Objectives: Retroperitoneal nerve sheath tumors are uncommon, representing a small fraction of all primary retroperitoneal neoplasms. Accurate differentiation between benign and malignant forms is essential for optimal clinical management. This study assessed the clinical profiles and sonographic traits of retroperitoneal nerve sheath tumors with the goal of enhancing diagnostic precision and developing therapeutic strategies.

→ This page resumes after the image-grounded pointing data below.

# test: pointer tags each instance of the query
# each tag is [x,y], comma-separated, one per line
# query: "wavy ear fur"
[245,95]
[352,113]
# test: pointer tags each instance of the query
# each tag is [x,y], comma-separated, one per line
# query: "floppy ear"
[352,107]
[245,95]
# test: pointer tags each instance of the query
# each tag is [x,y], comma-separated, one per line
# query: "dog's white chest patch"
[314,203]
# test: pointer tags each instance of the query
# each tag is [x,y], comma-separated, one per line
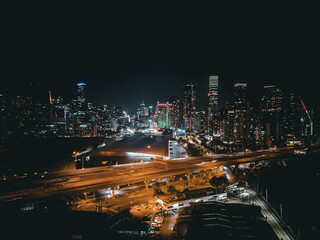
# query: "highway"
[90,179]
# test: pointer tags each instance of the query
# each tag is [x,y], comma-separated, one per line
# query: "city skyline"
[156,55]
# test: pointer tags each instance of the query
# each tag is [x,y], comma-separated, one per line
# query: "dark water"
[295,189]
[18,156]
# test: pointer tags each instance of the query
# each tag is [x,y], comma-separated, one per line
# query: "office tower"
[241,118]
[164,111]
[81,102]
[213,108]
[272,100]
[272,106]
[175,116]
[213,92]
[189,105]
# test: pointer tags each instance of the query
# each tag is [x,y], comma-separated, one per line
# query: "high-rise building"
[164,112]
[241,118]
[81,102]
[213,92]
[175,116]
[189,105]
[272,105]
[213,108]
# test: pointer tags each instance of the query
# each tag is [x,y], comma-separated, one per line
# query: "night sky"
[128,53]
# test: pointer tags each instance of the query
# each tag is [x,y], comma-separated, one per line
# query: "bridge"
[92,179]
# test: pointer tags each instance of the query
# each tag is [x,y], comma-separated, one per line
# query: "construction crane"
[311,122]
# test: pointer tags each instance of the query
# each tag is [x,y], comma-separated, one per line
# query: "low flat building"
[215,220]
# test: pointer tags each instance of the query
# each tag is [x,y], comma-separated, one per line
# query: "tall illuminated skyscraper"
[213,108]
[81,102]
[189,105]
[213,92]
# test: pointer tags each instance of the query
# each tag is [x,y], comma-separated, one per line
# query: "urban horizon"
[159,121]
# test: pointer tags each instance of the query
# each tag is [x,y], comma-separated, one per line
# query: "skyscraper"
[272,113]
[175,116]
[189,105]
[213,108]
[213,92]
[241,118]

Methods: A retrospective analysis of patients diagnosed with benign retroperitoneal nerve sheath tumors who completed surgical treatment and underwent ultrasound imaging was carried out. Tumors were classified based on sonographic features and blood flow characteristics as per Adler's grading system. Statistical analysis was performed using SPSS 25.0. ROC curve analysis was carried out to determine the optimal diagnostic cutoff values.

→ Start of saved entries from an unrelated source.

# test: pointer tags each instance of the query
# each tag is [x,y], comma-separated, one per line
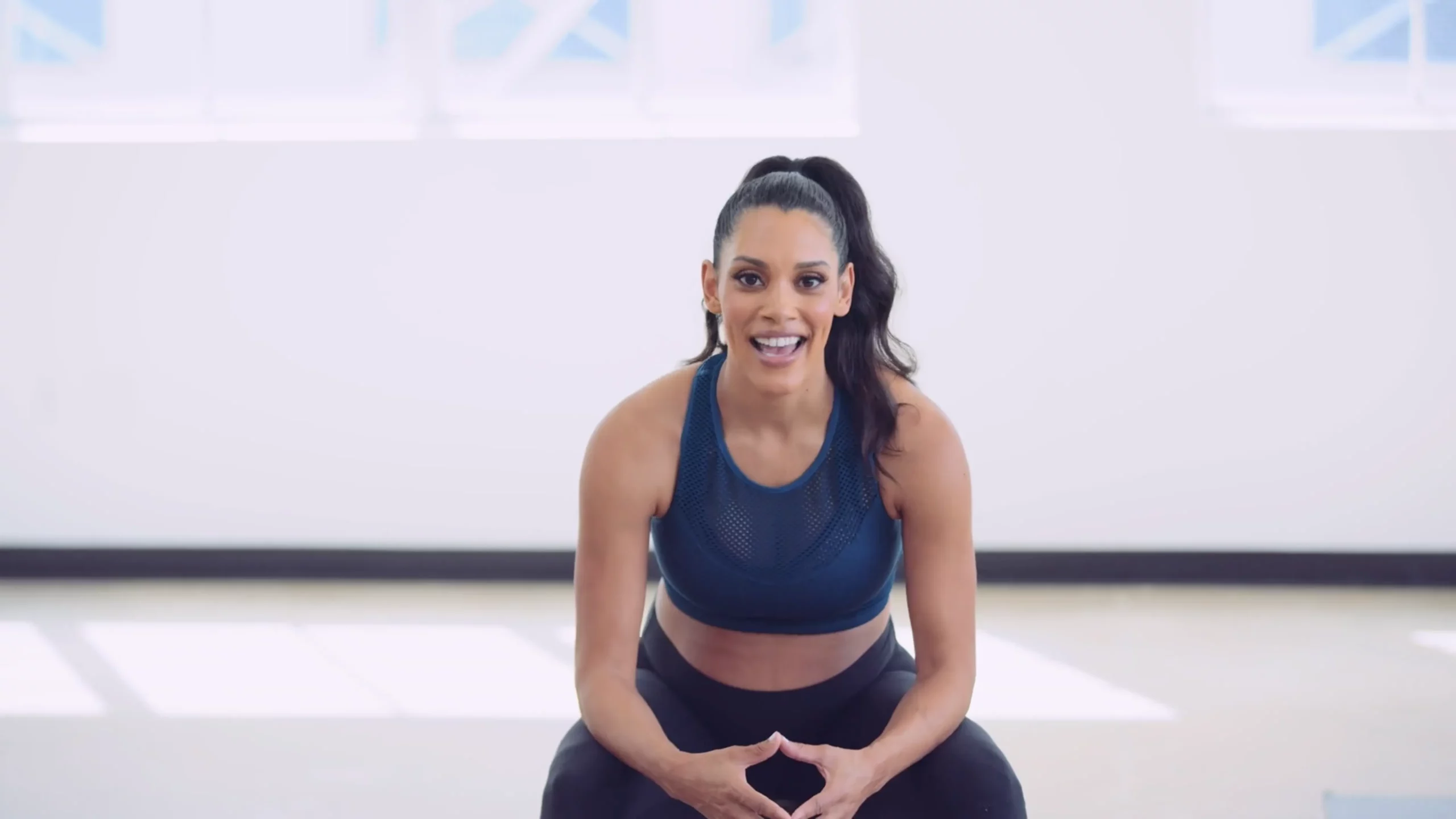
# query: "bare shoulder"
[925,457]
[921,428]
[634,449]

Results: A total of 49 patients were included in the study. There were no significant variances in age, gender, or tumor localization among the groups. However, pronounced disparities were observed in tumor number, size, shape, definition of borders, internal echo pattern, structural composition, presence of calcification, and blood flow signals between the classic and malignant groups. Notably, malignant tumors tended to manifest as larger masses with indistinct margins and irregular shapes. The maximum tumor diameter emerged as a discriminating factor for malignancy, with a diagnostic cutoff of 9.9 cm, yielding an AUC of 0.754 from the ROC curve analysis.

Conclusion: This study outlines the distinctive clinical and sonographic features of retroperitoneal nerve sheath tumors, with a particular focus on malignant subtypes. Ultrasonography emerges as a valuable diagnostic tool, contributing to the differentiation of tumor categories and potentially to the development of targeted treatment strategies. The identification of specific sonographic markers may facilitate the early detection and detailed characterization of these tumors, which could contribute to improved patient outcomes.